Wollstonecraft died at the age of thirty-eight, ten days after giving birth to her second daughter, leaving behind several unfinished manuscripts. Her daughter Mary Wollstonecraft Godwin, later Mary Shelley, the author of Frankenstein, would become an accomplished writer herself.

The Novel
Mary: A Fiction is the only complete novel by the 18th-century British feminist Mary Wollstonecraft. It tells the tragic story of a heroine's successive "romantic friendships" with a woman and a man. Composed while Wollstonecraft was a governess in Ireland, the novel was published in 1788 shortly after her summary dismissal and her momentous decision to embark on a writing career, a precarious and disreputable profession for women in 18th-century Britain.

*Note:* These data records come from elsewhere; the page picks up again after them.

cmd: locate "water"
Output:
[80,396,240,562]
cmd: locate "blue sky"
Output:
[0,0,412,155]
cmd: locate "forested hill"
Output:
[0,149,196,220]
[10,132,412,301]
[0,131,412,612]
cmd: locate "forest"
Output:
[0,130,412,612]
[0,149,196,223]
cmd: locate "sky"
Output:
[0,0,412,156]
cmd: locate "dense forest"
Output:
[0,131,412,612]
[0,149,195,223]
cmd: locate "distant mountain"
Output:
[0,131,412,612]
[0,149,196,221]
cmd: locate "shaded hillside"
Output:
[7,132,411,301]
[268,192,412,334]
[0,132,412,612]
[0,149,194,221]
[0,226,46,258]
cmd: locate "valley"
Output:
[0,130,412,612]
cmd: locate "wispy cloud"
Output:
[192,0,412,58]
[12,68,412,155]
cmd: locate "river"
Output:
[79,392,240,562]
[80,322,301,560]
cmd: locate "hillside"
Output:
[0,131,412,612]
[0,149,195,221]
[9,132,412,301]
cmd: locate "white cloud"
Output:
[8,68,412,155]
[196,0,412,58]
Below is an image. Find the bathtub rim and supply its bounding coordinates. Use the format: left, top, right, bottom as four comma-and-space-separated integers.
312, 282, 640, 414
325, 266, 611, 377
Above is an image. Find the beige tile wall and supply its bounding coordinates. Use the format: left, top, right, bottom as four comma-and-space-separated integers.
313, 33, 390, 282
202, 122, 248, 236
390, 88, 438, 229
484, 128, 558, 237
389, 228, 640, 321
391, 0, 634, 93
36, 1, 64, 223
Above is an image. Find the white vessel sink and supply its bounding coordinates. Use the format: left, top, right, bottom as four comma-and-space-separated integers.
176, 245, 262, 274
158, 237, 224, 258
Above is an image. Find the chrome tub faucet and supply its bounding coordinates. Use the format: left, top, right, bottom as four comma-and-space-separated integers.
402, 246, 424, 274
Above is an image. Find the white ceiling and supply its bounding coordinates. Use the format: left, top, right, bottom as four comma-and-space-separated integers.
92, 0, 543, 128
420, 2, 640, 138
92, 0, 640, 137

Inspired by Jean-Jacques Rousseau's idea that geniuses are self-taught, Wollstonecraft chose a rational, self-taught heroine, Mary, as the central character of her novel. Helping to redefine genius (a word which at the end of the 18th century was only beginning to take on its modern meaning of exceptional or brilliant), Wollstonecraft describes Mary as independent and capable of defining femininity and marriage for herself. It is Mary's "strong, original opinions" and her resistance to "conventional wisdom" that mark her as a genius. Making her heroine a genius allowed Wollstonecraft to criticize marriage as well: geniuses were "enchained" rather than enriched by marriage.